Data are presented as number of patients (n), proportions (%) and median (IQR).

Within the month before index contact, 48.9% of the 3775 patients were independent, 34.9% were dependent on home care (median days 18 days (3–30)) with 37.5% of these receiving home care all days and 16.2% were in residential care one or more days (median days 30 (30–30)) with 81.1% in residential care all 30 days (figure 1).

Table 2 describes the characteristics of the 3775 patients displayed by level of municipality healthcare the month before index ED contact. Patients who were independent before the ED contact were younger (median age 74 (69–79)), the majority was not alone (59.6%), had less comorbidity (median Charlson Comorbidity Index 1 (0–2)) and took fewer medications (median 4 (2–7)) than patients dependent on home care and patients in residential care. In the groups of patients receiving home care and patients in residential care the month before the index contact, no significant differences were seen in age, comorbidity or the number of medications taking on a regular basis.
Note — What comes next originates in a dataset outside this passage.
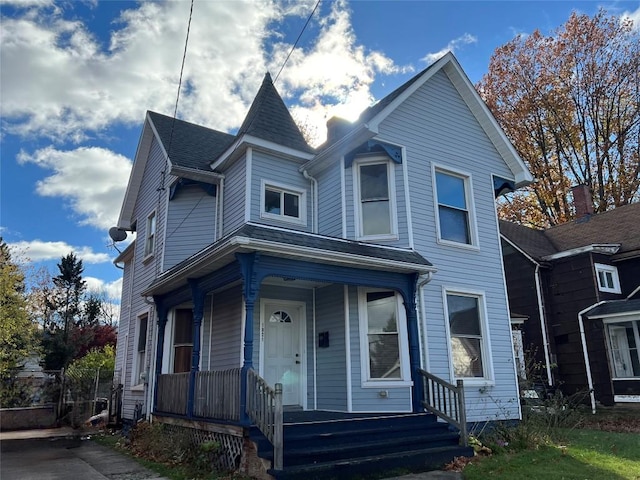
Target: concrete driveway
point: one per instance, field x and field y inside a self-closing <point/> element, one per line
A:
<point x="62" y="455"/>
The urgency level at arrival to the ED did not vary between the three groups, but patients in residential care were more impaired in their conscious level (data not displayed). Significantly less of the independent patients were admitted and the admissions were shorter (table 2) (p<0.001).

Outcome

Mortality

In-hospital mortality was 4.0% in independent patients, 9.4% in dependent patients and 9.5% in patients in residential care (table 2) (p<0.001).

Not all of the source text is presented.